The talent flow tells a story. Engineers are eight times more likely to leave OpenAI for Anthropic than the reverse. Anthropic maintains an 80% retention rate—far above Meta’s 64%. Microsoft poached about 24 employees from Google’s DeepMind in 2025 alone. The revolving door is spinning fast.
Why They Come Back
So why do engineers return to Google after leaving? Infrastructure. Google’s TPU v7, codenamed Ironwood, delivers 42.5 exaflops of compute power in its largest configuration—24 times the world’s most powerful supercomputer. It offers 44% lower total cost of ownership compared to Nvidia’s GB200 Blackwell servers and delivers 4.7 times better performance per dollar with 67% lower power consumption.
Frontier models like Gemini 3 and Claude 4.5 Opus were trained on Google’s TPUs. For cutting-edge AI research, computational resources matter as much as compensation. John Casey, Google’s head of compensation, frames it directly: engineers are drawn to “substantial financial resources and computational infrastructure.”
That’s Google’s real moat. Not culture, not mission, not even money—it’s compute at a scale competitors can’t match.
What Developers Should Know
For AI engineers, the message is clear: you have unprecedented leverage right now. The boomerang trend proves that leaving doesn’t burn bridges—it often increases your market value. Strategic exits can boost total compensation significantly. Prove your worth elsewhere, return at a premium, or leverage competing offers to stay.
But consider what you’re optimizing for. Compensation? Access to cutting-edge infrastructure? Meaningful work? Company mission? Anthropic’s 80% retention rate suggests that culture and mission can compete with pure compensation for some engineers. The revolving door benefits individuals maximizing comp, but it’s questionable whether it benefits innovation.

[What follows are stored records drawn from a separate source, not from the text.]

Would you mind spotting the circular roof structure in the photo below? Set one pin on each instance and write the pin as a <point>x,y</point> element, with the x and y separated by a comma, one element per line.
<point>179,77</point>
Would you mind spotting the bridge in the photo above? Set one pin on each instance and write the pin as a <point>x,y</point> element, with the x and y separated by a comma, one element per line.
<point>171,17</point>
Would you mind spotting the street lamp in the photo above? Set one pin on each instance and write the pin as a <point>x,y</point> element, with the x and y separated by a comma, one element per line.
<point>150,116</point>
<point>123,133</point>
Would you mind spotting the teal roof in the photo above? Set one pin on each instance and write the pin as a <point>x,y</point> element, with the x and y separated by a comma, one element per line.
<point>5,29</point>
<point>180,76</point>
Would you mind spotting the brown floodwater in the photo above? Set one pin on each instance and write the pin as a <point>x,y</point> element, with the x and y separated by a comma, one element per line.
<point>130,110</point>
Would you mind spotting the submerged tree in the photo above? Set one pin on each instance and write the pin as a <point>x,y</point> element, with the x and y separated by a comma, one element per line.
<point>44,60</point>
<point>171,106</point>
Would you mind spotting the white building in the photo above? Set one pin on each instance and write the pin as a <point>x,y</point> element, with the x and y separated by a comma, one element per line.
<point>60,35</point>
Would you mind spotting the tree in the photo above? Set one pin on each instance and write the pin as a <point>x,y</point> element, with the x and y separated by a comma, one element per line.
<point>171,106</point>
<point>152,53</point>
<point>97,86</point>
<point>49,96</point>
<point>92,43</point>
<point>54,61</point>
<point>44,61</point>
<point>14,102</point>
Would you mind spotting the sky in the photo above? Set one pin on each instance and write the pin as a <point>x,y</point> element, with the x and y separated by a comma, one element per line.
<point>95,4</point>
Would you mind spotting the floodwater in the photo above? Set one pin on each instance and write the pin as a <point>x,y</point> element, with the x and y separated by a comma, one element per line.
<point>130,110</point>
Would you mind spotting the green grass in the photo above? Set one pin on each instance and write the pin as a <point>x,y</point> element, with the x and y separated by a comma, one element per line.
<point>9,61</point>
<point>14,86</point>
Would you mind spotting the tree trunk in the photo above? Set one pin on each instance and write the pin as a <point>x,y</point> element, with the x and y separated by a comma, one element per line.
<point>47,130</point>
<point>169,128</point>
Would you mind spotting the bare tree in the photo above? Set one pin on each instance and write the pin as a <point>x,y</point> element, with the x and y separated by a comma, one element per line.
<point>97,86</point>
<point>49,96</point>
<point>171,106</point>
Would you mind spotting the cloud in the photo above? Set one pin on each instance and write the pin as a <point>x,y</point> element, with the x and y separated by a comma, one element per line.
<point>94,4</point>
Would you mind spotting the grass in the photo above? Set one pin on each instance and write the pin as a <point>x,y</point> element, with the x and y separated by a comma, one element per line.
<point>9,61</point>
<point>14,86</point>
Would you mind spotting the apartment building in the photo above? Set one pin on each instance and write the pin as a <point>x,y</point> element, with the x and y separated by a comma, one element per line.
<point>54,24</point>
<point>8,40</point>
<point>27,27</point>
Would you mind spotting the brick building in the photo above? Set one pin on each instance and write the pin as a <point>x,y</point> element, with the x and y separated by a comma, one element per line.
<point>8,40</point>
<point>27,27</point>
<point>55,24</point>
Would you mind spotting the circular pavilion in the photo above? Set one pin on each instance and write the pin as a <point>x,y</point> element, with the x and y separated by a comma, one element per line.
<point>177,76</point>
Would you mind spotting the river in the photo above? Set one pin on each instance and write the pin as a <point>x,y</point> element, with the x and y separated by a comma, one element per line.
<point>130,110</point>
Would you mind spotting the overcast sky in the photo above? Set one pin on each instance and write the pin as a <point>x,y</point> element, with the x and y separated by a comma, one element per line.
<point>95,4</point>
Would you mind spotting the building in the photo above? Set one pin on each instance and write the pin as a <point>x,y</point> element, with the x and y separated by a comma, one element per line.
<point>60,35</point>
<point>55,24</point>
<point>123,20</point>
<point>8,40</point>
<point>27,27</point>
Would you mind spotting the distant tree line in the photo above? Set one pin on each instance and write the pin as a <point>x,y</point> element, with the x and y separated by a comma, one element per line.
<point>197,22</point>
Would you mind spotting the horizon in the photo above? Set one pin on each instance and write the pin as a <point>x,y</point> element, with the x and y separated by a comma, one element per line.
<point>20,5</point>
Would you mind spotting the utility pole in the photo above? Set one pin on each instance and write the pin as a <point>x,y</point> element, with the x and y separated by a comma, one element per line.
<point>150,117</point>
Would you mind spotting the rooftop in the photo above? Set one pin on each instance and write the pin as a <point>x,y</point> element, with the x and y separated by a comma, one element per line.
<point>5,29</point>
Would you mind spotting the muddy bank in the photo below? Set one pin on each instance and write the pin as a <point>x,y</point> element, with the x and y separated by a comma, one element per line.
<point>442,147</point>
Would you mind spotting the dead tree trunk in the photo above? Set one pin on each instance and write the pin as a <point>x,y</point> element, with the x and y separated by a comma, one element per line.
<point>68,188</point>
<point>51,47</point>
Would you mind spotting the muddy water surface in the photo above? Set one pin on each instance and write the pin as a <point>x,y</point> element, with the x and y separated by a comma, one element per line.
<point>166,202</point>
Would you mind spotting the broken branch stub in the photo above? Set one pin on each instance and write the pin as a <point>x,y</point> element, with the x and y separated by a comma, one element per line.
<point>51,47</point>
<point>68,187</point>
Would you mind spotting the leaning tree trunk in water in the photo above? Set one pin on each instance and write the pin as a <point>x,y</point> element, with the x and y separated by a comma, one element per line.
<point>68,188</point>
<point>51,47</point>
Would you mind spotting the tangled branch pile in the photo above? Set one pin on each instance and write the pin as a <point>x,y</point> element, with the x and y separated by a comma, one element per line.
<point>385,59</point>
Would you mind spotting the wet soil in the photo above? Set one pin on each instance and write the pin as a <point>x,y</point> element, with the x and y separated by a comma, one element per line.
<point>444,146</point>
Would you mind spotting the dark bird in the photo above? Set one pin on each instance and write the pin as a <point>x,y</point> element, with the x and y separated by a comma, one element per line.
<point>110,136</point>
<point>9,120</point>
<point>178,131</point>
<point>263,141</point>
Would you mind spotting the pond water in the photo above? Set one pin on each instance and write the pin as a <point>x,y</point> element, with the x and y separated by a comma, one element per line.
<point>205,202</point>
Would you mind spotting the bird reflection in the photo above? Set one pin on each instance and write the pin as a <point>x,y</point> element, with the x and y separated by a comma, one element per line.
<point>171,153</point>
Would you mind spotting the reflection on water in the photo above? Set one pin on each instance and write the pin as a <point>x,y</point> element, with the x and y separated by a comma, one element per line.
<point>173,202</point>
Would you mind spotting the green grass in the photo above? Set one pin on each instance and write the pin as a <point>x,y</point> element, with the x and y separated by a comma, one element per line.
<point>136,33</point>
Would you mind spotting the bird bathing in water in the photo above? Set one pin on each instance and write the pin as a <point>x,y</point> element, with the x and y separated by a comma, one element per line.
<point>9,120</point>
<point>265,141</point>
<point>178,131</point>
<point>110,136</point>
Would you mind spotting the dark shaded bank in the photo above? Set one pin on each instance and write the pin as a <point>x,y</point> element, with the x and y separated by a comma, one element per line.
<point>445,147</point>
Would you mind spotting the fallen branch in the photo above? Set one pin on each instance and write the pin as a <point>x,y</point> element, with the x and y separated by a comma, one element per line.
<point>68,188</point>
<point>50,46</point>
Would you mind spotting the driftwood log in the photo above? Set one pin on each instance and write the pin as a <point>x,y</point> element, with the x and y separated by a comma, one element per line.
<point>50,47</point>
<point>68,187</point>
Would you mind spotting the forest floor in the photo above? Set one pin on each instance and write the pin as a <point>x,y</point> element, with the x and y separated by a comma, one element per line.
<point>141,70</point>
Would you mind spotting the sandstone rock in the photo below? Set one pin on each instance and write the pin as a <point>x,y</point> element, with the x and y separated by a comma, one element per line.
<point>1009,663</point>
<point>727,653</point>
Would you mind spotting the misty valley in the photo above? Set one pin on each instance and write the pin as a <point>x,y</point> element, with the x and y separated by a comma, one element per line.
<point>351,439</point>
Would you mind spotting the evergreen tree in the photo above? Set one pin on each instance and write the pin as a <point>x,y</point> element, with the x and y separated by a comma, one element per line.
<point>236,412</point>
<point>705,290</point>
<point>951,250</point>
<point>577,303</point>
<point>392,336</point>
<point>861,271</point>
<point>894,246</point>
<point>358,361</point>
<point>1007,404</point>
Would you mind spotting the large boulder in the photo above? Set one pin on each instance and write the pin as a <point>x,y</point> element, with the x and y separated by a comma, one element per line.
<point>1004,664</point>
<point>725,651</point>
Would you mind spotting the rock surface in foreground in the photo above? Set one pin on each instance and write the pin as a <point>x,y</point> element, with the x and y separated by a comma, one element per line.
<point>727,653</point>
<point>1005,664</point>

The window won’t last forever. The talent pool is expanding as universities race to produce AI specialists. AI coding tools might reduce demand for AI engineers—an ironic possibility. When scarcity eases, leverage disappears. If you’re going to play this game, timing matters.
The Real Question
Google’s boomerang strategy reveals both weakness and strength. The weakness: it can’t retain talent, it makes expensive planning mistakes, and it pays premiums to fix self-inflicted problems. The strength: it can win engineers back with computational resources no competitor can match.
But the broader question remains. Are $100 million signing bonuses and boomerang premiums driving better AI, or just inflating costs? Is talent hoarding advancing technology, or is it just tech giants stockpiling scarce resources? The revolving door is spinning. Whether it’s spinning toward innovation or just dysfunction is still unclear.